En parallèle, ce dernier organise dans des stations différentes, « les championnats de France tous les ans et là, effectivement, à l’époque les championnats de France étaient ouverts pour tout le monde puisqu’on n’avait pas assez d’activités dans les clubs pour pouvoir faire des éliminatoires, etc. Donc on avait une cinquantaine de coureurs qui venaient pour les championnats chaque année… » (Dejonghe). Le changement de station de ski à chaque championnat mobilise l’engagement de la station de ski et ses intervenants dans l’organisation et participe à la sensibilisation de la pratique du handi-ski.

Toujours en 1990, au sein du département des Pyrénées-Orientales, Pous constate l'absence d’un comité départemental handisport. Il juge important d’en fonder un pour que la FFH exerce sa politique fédérale au sein du département : « Il n’y avait pas de comité départemental, il n’y a pas de communication et d’ailleurs je n’en avais pas vu d’autres. Donc on mettait des handi-guides, il y avait marqué “le sommaire”, je présentais la fédération française, la commission nationale du sport, le comité régional Languedoc-Roussillon, le comité départemental, la liste des associations avec toutes les références » pour que les personnes handicapées puissent savoir quelles activités sont possibles et où les pratiquer. Fondé le 10 mai 1990, il sera présidé par Pous pendant quatre ans. Les objectifs seront « la promotion d’évènements handisports, augmentation du nombre de pratiquants et du nombre d’association, formation des dirigeants » (Handi-guide 66 : 8). Au final, la première année suivant la création du comité départemental, Pous pouvait compter sur 261 licenciés[29]. La dynamique compétitive du handi-ski impulsée dans les PO prend forme et, ainsi, Dejonghe a pu apprécier l’engouement des pratiquants lors de la création du comité départemental impliquant différents clubs et associations.

De cette façon, les manifestations sportives accueillent de plus en plus de licenciés et le principe de changement de station de ski à chaque manifestation handi-ski renforce l’accueil et la sensibilisation à la pratique du handi-ski. S’organise ainsi une visibilité sociale du handicap à partir de la mise en place de compétitions nationales et internationales. L'adoption de logiques compétitives du handi-ski, considéré comme une pratique « normativante » (Marcellini et al., 2003 ; Marcellini, 2005), favorise ici un processus de déstigmatisation et contribue à éviter des refus d’accès aux stations de ski des PO. Ces manifestations handi-ski d’envergure proposent une forme de visibilité sociale plus engageante vis-à-vis des stations de ski et moins stigmatisante que celle d’une pratique handi-ski loisirs isolée. Par ailleurs, une volonté forte demeure d’associer aux compétitions des conditions pour initier au handi-ski sous forme de stages dont la dynamique offre un potentiel touristique remarquable sur le territoire de la chaîne des PO.

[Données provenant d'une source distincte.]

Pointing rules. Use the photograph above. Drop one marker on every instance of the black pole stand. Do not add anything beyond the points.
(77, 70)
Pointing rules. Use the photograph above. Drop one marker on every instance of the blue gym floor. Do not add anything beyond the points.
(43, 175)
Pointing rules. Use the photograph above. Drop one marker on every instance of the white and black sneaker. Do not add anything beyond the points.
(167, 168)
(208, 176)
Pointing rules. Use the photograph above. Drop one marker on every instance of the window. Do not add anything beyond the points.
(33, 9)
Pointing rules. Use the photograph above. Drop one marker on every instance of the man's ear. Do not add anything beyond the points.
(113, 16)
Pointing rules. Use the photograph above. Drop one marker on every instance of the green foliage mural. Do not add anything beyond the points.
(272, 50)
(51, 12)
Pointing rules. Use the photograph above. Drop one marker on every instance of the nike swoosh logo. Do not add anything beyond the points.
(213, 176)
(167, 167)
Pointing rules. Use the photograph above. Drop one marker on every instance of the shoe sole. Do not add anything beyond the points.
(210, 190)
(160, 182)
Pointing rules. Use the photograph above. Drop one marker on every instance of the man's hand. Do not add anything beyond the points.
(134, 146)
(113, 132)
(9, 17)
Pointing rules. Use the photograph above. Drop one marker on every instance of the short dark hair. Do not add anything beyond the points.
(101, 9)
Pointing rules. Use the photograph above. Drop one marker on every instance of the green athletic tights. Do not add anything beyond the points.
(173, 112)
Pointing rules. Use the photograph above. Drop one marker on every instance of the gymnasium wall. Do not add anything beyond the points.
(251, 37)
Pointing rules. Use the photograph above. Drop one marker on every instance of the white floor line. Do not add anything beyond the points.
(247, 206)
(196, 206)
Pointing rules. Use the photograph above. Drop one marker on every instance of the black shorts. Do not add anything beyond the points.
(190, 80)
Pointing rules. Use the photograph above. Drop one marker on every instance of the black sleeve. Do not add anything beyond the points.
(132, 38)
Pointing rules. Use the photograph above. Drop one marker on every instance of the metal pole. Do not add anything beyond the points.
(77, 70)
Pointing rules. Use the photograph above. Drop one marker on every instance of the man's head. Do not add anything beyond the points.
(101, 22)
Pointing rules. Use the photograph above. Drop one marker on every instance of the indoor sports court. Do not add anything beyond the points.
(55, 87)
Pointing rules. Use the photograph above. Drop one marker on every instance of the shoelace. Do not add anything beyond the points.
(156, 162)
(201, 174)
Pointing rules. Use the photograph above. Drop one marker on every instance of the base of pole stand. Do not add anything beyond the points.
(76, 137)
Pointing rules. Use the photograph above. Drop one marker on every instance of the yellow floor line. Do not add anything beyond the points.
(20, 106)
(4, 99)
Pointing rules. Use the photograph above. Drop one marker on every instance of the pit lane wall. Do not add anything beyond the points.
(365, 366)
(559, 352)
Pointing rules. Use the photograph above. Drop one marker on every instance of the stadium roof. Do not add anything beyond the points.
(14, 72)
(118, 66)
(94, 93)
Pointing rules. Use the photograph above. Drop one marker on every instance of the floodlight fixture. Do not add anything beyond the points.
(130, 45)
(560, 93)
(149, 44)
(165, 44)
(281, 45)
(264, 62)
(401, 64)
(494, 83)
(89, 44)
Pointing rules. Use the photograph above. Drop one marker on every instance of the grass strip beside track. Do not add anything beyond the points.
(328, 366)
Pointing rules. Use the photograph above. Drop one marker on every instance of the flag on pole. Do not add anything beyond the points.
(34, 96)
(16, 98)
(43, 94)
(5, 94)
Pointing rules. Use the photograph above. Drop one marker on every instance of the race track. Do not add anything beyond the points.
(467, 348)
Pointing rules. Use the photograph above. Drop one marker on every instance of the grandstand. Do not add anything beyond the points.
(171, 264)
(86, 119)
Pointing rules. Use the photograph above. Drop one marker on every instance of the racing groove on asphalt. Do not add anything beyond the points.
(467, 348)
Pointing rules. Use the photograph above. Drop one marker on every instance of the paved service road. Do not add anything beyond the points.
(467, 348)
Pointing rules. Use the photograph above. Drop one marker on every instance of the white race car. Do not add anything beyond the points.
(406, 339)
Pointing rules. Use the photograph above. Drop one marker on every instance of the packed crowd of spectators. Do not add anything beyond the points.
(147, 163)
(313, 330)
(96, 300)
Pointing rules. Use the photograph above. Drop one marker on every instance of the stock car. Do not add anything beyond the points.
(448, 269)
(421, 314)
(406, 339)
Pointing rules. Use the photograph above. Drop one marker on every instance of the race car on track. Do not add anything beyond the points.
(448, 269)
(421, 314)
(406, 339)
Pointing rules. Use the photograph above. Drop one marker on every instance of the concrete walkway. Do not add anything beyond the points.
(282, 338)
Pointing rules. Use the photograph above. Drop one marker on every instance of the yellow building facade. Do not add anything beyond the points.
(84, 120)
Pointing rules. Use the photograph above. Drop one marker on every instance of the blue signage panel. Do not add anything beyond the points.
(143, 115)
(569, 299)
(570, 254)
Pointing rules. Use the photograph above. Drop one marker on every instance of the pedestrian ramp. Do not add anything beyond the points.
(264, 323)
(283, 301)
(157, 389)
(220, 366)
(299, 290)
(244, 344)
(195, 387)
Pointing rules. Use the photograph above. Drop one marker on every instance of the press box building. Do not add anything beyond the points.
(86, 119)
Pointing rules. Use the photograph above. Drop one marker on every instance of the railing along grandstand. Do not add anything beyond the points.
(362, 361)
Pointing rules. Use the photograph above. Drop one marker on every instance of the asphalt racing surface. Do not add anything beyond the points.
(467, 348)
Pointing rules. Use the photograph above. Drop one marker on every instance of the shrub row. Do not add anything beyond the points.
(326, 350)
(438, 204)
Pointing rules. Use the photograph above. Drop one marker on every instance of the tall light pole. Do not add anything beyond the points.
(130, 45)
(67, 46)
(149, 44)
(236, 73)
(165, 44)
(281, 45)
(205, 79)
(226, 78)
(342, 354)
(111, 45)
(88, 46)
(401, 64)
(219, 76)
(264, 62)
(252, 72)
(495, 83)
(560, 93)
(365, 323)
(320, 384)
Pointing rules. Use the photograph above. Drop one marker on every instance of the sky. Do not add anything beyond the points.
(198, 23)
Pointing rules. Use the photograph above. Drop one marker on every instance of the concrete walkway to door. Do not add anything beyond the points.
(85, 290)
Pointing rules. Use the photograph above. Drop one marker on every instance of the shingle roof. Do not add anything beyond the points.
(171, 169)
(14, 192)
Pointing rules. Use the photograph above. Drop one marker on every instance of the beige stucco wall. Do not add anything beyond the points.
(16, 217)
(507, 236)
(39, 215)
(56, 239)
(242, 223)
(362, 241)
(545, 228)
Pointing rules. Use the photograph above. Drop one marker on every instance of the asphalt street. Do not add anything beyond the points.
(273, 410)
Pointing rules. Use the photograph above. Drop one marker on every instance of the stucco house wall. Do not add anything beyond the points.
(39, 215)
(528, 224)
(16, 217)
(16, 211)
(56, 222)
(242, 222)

III. Les manifestations handi-ski, un potentiel touristique pour les PO

L’histoire du handi-ski montre que pour pérenniser cette pratique dans la région des PO, des stages d’initiation et de préparation aux compétitions se systématisent. L’engouement est tel que les pratiquants venaient de toute la France, sensibilisés par les établissements de l’Association des paralysés de France (APF) à des stages avec transport, hébergement et matériel compris. Cet essor pour le handi-ski loisirs conduit Pous à proposer à la FFH de créer une licence loisir car « On ne peut pas demander à des gens qui ne s’imaginent pas en état de faire du sport qu’il faut prendre une licence de compétition. Ça n’existait pas à l’époque. La fédération n’a pas voulu. Maintenant, ça existe ». Au début des années 1990, le Club Handisport Cerdagne Capcir était en mesure d’organiser près d’un stage par mois. Dans ces conditions, la dynamique d’accès au loisir handi-ski que ce soit au niveau national ou dans les PO participe à structurer le haut niveau de cette pratique avec en point de mire les Jeux paralympiques. Si la compétition handi-ski reste l’enjeu central, la gestion de ces manifestations sportives et des séjours handi-ski renforce la sensibilisation des acteurs clés des stations de ski à l’accueil du public handicapé et finalement, en allant d’une station de ski à une autre, développe une mise en tourisme du territoire des PO. Cette mise en tourisme bénéficie de la promotion des séjours handi-ski qui diffusent des informations et renseignements aux personnes handicapées sur l’accessibilité des stations de ski, indiquant où trouver du matériel en prêt ou en location et dans quelle école de ski se trouvent des moniteurs formés.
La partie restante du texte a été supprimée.